Он сделал знак стюардессе, она заменила ему фужер новой порцией.

— Я гляжу, вы Сухова взяли. А говорят, не просыхает?

— Да нет, за последнее время ничего.

— Уж не за ум ли взялся? Поздновато, вроде… Ах, Геш, ничью, ничью нам надо в Вене, кровь из носу! Без ничейки хоть в Москву не возвращайся.

— Посмотрим там…

Допив коньяк, Гущин распустил галстук и стал устраиваться поудобнее.

— Что, Геш, соснем минуток двести? Давай, брат, копи мощь. Видел я Фохта, — зверь! Знаешь, одинаково легко работает с обеих ног. Не угадаешь, куда развернется. А сейчас, говорят, особенно в форме… Ну, спим.

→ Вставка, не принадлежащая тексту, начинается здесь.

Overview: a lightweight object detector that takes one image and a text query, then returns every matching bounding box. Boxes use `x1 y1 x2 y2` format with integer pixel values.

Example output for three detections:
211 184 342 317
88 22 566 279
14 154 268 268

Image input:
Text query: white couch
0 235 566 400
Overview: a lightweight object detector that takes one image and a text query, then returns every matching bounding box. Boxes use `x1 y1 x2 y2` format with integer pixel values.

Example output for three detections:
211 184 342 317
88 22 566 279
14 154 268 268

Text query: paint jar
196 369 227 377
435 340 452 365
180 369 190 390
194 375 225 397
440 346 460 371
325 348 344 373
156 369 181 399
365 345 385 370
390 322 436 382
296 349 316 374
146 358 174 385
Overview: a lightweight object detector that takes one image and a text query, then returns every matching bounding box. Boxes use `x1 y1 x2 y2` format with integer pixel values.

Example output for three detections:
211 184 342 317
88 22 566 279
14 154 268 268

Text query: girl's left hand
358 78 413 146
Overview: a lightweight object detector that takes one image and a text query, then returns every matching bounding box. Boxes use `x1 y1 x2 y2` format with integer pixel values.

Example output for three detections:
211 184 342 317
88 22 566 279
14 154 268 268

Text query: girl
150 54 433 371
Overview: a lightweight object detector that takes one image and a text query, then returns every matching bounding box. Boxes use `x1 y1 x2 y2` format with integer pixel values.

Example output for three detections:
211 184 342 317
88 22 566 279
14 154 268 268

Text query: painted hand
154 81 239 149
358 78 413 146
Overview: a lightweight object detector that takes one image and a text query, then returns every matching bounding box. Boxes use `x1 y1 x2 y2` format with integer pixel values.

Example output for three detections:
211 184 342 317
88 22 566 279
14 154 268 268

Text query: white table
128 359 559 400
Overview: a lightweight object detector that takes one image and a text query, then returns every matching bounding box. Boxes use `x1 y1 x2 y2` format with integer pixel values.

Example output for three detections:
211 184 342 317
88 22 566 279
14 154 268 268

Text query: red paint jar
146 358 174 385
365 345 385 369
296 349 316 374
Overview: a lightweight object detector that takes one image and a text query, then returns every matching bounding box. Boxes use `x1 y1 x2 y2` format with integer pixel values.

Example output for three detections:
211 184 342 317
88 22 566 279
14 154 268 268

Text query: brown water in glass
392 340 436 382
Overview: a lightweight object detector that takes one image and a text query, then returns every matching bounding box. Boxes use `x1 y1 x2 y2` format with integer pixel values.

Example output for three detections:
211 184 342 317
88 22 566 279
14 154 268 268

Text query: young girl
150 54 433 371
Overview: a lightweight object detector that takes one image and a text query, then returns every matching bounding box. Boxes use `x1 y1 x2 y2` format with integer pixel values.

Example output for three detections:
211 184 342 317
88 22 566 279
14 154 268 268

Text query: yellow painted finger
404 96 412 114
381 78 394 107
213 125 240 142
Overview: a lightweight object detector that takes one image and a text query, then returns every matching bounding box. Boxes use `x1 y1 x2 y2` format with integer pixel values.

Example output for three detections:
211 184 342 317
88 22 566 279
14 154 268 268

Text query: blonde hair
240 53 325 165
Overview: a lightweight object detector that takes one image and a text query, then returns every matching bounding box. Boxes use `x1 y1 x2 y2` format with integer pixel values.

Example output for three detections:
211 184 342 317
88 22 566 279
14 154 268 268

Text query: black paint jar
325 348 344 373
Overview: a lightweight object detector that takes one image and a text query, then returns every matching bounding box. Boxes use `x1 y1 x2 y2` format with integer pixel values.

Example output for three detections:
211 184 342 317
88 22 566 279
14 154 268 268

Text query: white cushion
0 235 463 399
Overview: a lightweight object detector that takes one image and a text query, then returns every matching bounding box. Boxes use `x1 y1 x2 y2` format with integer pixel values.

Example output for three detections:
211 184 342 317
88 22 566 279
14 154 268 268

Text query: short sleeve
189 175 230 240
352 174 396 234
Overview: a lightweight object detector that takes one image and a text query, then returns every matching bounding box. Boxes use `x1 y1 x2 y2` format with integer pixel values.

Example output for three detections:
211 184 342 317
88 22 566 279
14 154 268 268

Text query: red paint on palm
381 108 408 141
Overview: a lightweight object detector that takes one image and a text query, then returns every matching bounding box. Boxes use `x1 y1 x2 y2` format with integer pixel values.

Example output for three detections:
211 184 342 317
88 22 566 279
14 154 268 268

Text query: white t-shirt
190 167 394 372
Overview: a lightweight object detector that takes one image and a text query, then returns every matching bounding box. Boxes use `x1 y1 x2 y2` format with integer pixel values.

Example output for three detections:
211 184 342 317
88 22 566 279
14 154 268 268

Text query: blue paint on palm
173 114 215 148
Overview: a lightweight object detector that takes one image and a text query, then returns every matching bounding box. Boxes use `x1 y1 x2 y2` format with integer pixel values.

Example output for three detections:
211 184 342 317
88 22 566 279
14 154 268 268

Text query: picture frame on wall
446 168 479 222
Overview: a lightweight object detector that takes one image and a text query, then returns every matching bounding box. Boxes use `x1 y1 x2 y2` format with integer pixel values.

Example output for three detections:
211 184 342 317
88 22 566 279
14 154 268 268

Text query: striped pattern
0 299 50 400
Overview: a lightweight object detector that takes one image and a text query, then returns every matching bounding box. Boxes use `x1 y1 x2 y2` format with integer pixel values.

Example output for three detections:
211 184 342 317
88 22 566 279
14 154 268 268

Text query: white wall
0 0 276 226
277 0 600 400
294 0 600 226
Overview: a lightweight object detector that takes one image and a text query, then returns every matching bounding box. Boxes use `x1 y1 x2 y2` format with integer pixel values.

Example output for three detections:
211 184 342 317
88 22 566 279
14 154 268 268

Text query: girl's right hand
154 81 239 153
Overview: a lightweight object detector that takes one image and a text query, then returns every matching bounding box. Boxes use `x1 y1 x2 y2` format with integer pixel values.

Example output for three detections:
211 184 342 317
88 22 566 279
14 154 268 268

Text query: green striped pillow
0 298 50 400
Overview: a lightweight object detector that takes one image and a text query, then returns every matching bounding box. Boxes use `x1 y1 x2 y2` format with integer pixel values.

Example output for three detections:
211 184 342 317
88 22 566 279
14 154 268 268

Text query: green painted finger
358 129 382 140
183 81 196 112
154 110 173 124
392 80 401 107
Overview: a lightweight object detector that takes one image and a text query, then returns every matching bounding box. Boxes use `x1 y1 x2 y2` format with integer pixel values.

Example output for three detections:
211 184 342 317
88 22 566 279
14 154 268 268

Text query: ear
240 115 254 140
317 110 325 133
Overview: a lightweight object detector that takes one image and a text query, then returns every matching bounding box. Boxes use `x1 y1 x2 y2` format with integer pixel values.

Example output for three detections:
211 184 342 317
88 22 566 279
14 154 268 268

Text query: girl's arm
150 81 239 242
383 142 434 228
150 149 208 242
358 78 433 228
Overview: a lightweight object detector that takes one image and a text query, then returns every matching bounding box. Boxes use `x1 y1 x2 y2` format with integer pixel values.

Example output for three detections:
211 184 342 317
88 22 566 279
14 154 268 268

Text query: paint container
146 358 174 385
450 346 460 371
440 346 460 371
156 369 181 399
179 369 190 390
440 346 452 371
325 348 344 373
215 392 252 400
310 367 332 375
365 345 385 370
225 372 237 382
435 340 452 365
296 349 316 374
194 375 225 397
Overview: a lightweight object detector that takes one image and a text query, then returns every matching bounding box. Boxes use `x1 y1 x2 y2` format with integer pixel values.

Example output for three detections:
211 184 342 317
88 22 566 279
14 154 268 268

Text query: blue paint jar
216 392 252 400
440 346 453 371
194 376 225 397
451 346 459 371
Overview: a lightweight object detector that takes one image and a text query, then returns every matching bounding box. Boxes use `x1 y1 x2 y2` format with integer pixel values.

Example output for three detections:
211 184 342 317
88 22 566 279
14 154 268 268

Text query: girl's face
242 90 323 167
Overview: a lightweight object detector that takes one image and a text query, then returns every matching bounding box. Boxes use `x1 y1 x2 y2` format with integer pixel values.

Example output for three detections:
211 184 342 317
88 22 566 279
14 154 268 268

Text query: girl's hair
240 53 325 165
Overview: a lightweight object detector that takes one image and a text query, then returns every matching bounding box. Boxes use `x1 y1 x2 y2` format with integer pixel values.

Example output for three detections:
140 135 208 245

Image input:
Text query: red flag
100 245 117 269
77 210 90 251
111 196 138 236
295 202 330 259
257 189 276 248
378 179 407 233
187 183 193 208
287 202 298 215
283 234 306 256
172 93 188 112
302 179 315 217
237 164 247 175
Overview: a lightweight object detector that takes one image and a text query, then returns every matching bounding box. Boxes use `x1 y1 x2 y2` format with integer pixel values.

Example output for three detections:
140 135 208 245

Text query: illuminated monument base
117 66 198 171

Наторелость Гущина в поездках сказалась в том, что проснулся он перед самой Веной и ему как раз хватило времени привести себя в порядок, чтобы в надлежащем виде появиться перед встречающими.

Перед тем, как выйти из самолета, Гущин провел рукой по волосам, поправил галстук, и через плечо отдал Скачкову распоряжение:

— Геш, скажи кому-нибудь, чтобы мою сумку не забыли.

И устремился вниз.

«Вот тебе раз!» — Скачков невольно покраснел и захлопал глазами.

А Гущин уже трещал внизу, жал руки, поворачивался, улыбался.

Ребята, скапливаясь в ожидании, переминались, но редко кто глазел по сторонам. Церемония знакомства затягивалась. Среди небольшой группы подтянутых мужчин с вежливо снятыми шляпами не было ни одного, кто приезжал с командой в прошлом году осенью. «Собственно, так оно и должно быть, — подумал Скачков. — В команде большие перемены». Не переставая трудился переводчик. Он не умолкал и в автобусе, в дороге, в то время как остальные встречающие, обратив к Гущину любезные улыбки, сидели, словно в гостях.

К Скачкову, к самому уху, наклонился Матвей Матвеич.

— Видал? — шепнул он. — Все в шляпах.

Иван Степанович сидел безучастно, не принимая участия в разговоре. Завидная активность Гущина явилась для него спасением. Он целиком ушел в себя, в свои расчеты, не замечая ни заграницы за окном, ни корректных отутюженных мужчин, занявших вместе с Гущиным все передние сиденья. Для него, тренера, матч уже начался.

Автобус летел по отличной автостраде, но сигналил не по-нашему — какими-то музыкальными мурлыкающими переливами.

Заграница мелькала за окнами автобуса одинокими зданиями, темными купами деревьев, яркими пятнами бензозаправочных станций. Наступил вечер, чужая ночь в чужом городе, вспыхивали и текли пунктиры бледных огней, намечая неизвестные чужие улицы…

Команду поместили в чистеньком, но скромном отеле, как уверял переводчик — в центральной части города. Пока выгружались, Гущин суетился и требовал, чтобы все держались кучно. Копился подфонарный сумрак, город разгорался праздничными разливами разноцветных огней, все больше вертикальных. И только в перспективе площади, не загороженной домами с вакханалией огней, просматривался край горизонта и там, в продольной узенькой щели, застыла пара острых плоских тучек и рдел по-полевому спокойный отходящий свет… Потом по площади поползла туша двухэтажного троллейбуса, он искристо светился изнутри. Громкий голос Гущина пригласил команду заходить.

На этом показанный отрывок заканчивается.